Около входа — огромно-настенный рисунок на космическую тему. Глупый до невозможности, ведь в невесомости из зубнопастных тюбиков питаются, а в лагерном космосе макароны по тарелкам разложены. Может, картина изображает Землю? Да нет, в иллюминаторе кольца Сатурна виднеются. Похоже, какие-то магнитные макароны едят. Или они одним
комком к тарелке прилипли, потому и не летают. Нам такие в школе пару раз давали. Зря не сказали, что пища космическая, а то ведь никто не ел.Но здесь кормили замечательно! Борщ, картошка-пюре с котлетами из мяса и хлеба в пропорции напополам и компот из сухофруктов (сухофрукты — это плоды выведенного советскими учеными сухофруктовового дерева, скоро, наверное, для производства мебели выведут дерево, сразу состоящее из ДСП, гыгы).
Ладно, хватит ехидничать. И еда вкусная, и тети-повара приветливые. И рук у них дополнительных нет, как у продавщиц в нашем магазине. А компот наливает специальный робот-компоторазливатель. В одной клешне у него стакан, во второй — половник, он этим половником из желтого эмалированного ведра компот черпает, улыбаясь лошадино-железными зубами.
Все отлично. Все, кроме надвигающегося тихим безумием дневного сна.
2
Перед ним Геннадий Семенович провел на улице небольшое собрание. Со всем своим отрядом, который размещался в двух домах. Пятнадцать мальчишек в нашем и в домике по соседству столько же девчонок. Все примерно одного возраста, в крайнем случае кто-то на год постарше. И все, кроме нас, более-менее знали друг друга, потому что были с одного района и у всех родители с завода, построившего пионерлагерь. А мы втроем оказались немного чужими.
Не беда, вольемся как-нибудь в коллектив. Времени еще куча. А может, я себя обманываю. Мы и в своих классах сами по себе. Даже Артем.

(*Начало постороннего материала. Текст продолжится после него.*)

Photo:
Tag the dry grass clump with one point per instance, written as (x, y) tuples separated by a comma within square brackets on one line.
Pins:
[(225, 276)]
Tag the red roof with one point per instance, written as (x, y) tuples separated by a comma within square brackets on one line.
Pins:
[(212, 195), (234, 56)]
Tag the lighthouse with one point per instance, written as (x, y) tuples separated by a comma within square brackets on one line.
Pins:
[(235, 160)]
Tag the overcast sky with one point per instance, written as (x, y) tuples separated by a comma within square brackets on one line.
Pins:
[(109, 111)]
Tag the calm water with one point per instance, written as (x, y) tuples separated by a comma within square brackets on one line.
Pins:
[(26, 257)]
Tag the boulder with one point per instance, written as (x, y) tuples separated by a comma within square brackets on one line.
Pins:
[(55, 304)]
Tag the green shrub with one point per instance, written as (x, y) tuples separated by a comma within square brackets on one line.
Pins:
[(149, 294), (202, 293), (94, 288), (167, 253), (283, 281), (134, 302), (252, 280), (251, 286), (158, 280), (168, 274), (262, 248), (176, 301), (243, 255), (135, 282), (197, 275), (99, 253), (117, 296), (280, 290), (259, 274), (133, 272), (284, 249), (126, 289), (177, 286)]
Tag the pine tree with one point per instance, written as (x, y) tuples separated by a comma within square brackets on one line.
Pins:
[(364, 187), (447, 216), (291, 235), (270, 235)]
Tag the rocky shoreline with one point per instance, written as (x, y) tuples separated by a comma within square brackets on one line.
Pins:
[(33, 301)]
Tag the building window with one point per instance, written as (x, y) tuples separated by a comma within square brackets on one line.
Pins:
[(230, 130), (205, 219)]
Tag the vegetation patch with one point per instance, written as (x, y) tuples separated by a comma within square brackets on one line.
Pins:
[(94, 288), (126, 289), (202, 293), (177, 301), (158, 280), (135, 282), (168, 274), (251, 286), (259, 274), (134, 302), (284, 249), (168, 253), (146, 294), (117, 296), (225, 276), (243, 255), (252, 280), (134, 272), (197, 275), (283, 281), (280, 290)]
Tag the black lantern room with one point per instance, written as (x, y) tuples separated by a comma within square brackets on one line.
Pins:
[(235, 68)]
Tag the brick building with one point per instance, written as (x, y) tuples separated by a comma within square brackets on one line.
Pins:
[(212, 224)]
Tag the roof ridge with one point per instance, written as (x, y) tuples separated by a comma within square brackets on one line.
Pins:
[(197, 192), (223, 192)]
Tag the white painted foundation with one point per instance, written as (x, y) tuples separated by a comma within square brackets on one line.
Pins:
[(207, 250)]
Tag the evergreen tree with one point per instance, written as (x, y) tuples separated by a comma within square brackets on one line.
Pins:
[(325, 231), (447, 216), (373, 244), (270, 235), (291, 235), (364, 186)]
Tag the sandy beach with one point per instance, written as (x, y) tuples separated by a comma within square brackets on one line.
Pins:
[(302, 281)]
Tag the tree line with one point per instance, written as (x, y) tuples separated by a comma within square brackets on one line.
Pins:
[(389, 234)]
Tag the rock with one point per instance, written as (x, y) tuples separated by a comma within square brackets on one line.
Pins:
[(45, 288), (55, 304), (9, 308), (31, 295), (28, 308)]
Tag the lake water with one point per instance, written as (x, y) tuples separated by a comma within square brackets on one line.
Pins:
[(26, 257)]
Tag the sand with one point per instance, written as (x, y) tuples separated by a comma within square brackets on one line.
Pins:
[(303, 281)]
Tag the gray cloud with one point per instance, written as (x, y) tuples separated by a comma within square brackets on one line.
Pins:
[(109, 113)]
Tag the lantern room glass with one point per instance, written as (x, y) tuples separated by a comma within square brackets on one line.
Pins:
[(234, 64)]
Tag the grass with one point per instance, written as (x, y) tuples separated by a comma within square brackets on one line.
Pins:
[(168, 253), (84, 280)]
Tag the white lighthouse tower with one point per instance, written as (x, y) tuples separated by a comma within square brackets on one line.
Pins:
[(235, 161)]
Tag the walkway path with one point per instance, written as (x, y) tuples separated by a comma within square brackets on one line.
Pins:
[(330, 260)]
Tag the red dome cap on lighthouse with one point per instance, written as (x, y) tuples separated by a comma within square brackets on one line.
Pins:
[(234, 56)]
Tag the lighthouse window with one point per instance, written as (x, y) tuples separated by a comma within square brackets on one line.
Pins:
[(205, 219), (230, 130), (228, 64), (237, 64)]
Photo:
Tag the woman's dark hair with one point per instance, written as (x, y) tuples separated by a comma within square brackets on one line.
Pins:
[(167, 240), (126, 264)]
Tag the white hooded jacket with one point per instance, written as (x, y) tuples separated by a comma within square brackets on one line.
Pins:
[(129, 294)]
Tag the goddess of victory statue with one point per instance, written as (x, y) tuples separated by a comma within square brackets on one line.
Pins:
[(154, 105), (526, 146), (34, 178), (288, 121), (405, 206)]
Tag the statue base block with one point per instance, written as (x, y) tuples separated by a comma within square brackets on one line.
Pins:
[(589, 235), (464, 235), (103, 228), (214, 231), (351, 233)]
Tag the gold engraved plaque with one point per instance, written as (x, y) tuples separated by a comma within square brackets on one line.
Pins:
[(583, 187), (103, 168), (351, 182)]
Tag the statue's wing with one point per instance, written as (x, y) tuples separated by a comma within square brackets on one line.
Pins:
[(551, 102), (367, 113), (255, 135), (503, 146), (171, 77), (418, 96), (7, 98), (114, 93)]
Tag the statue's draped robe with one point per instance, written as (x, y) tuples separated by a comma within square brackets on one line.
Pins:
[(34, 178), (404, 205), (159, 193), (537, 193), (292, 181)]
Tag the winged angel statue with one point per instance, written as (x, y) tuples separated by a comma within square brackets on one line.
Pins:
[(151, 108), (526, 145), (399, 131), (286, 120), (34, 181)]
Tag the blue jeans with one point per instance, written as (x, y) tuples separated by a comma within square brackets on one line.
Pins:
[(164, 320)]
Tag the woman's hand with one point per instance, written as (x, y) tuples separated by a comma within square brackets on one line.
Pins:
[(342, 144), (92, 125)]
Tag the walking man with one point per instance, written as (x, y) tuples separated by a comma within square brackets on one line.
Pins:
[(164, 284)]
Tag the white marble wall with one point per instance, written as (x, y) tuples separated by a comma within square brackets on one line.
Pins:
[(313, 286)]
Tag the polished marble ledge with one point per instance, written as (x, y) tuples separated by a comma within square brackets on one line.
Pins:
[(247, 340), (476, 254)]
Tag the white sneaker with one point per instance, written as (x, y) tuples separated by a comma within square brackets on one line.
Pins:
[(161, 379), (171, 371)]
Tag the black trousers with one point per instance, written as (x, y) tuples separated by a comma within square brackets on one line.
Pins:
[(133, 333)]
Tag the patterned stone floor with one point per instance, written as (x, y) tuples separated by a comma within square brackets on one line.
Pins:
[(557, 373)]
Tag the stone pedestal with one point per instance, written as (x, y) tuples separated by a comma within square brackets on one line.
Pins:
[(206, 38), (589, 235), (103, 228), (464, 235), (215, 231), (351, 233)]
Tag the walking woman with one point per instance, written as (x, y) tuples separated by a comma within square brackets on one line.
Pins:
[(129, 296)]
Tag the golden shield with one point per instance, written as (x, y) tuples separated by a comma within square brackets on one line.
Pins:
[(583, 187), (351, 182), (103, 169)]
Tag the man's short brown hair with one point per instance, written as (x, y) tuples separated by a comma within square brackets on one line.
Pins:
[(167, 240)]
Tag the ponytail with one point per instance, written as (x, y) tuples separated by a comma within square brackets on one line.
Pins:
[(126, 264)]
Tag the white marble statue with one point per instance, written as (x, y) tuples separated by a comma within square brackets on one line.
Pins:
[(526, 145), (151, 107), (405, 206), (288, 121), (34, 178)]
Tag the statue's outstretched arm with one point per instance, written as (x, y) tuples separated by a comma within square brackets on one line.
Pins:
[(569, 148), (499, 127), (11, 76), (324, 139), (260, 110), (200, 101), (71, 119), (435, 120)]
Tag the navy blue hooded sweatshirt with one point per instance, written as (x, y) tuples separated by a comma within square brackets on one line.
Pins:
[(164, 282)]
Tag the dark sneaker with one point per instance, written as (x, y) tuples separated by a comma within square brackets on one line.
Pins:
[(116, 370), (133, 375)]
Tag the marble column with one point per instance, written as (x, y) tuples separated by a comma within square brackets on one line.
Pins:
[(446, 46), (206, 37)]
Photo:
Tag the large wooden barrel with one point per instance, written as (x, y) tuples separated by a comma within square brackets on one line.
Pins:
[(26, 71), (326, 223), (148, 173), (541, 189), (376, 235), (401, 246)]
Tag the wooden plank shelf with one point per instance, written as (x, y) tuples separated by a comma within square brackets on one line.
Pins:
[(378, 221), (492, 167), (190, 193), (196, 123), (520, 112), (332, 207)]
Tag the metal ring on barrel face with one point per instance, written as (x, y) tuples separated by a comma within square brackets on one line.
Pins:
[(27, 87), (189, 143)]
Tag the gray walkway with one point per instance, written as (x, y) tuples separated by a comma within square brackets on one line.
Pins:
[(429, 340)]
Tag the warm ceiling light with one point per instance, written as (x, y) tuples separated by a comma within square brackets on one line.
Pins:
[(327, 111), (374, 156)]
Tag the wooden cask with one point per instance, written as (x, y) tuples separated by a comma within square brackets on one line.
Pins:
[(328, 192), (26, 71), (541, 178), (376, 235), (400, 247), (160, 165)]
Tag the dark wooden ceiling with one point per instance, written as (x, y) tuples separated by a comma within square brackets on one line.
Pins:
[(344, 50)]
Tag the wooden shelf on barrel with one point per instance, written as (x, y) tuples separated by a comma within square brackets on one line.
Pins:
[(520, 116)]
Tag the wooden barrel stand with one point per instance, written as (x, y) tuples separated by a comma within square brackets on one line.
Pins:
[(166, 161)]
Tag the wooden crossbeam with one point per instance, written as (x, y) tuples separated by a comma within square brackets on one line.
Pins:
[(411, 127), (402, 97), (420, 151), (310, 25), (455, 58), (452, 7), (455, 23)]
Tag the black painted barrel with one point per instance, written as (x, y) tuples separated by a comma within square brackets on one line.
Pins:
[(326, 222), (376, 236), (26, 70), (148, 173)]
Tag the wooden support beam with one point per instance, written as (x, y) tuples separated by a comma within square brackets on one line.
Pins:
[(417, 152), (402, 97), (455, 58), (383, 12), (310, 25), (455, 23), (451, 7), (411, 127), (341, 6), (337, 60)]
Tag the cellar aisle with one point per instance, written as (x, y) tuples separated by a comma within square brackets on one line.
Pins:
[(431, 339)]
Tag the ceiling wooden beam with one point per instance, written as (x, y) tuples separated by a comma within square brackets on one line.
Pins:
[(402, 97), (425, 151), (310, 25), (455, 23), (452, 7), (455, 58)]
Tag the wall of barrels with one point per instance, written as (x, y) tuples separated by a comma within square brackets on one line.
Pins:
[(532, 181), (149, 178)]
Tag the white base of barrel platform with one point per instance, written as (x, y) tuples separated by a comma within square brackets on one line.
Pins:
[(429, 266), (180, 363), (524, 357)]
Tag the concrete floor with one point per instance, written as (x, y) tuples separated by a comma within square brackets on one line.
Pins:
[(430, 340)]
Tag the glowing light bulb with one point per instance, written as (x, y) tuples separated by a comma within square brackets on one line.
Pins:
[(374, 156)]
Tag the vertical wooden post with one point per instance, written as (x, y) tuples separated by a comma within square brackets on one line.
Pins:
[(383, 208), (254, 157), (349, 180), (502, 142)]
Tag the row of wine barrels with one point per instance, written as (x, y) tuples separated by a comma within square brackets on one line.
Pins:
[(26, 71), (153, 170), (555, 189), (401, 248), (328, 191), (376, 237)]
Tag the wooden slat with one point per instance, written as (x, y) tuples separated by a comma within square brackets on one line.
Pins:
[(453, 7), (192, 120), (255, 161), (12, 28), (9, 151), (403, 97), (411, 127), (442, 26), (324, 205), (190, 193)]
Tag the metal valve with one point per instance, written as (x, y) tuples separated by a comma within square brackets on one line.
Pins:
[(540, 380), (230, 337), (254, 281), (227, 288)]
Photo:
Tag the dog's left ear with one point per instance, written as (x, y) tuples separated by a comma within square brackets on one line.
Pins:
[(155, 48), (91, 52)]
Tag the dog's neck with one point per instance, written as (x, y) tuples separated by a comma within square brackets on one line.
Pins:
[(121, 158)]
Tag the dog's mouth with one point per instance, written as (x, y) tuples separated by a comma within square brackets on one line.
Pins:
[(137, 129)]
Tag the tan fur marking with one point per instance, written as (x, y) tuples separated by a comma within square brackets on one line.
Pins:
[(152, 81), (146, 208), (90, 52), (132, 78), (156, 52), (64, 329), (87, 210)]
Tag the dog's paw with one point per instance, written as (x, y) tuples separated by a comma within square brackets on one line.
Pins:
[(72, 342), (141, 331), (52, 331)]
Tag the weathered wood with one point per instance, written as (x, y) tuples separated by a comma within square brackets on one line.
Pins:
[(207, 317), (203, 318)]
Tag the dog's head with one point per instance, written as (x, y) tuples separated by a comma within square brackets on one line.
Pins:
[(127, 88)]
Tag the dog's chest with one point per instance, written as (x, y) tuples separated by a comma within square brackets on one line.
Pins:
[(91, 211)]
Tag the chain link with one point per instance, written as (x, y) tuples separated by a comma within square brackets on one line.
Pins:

Быстренько выбрали командира — Марину, высокую девчонку с прической-хвостиком. Больше им быть никто не захотел, а она к тому же занимала высокую должность в "пионерской дружине" — есть такие пришкольные организации, смысл которых — создавать видимость того, что пионеры что-то сами решают.
Да пожалуйста, пусть будет командиром. Она или кто-то еще. Командир отряда в лагере все равно отрядом не командует. Разносит по комнатам указания взрослых, вот и вся его работа. Да и Марина мне понравилась — прикольная, веселая и вроде неглупая. Вряд ли она будет воображать из себя большого начальника.
Вдруг подумалось — хорошо бы ее в нашу компанию. И ничего, что у Марины глаза не как у любителей фантастики. Здорово было бы играть в настольный хоккей вчетвером… Мы бы даже поддавались ей, потому что она девочка, а может, и нет, потому что у нас в стране равноправие.
Вот только что тогда делать с Глебом… Для него поговорить с девчонкой даже страшнее, чем ответить на уроке, а отвечать на уроке для него очень страшно. Он чуть ли не в обморок падает, когда на него смотрят.
Поэтому остаемся пока втроем.
Может, это и к лучшему. Я люблю думать обо всем на свете, а думать о женщинах лучше, когда их нет рядом. Научный парадокс. В квантовой механике, если до чего-то дотронуться, оно мгновенно поменяет свойства. Женщины поступают аналогично, поэтому лучше всего в них разбираются те, у кого с ними не сложилось. В науке теоретики свысока смотрят на практиков, и области познания женщин та же история.
Геннадий Семенович рассказал о лагере (как я понял, он сделал это для нас троих, потому что другие уже сюда приезжали), и о планах на будущее. Оказывается, несколько дней нас не тронут, дадут привыкнуть-отдохнуть-накупаться, разве что часок в день будет труд по расписанию, чтоб мы сильно не расслаблялись, а дальше начнутся всякие дурацкие конкурсы (слово "дурацкие" мысленно добавил я), стенгазеты и обязательные фильмы про революцию.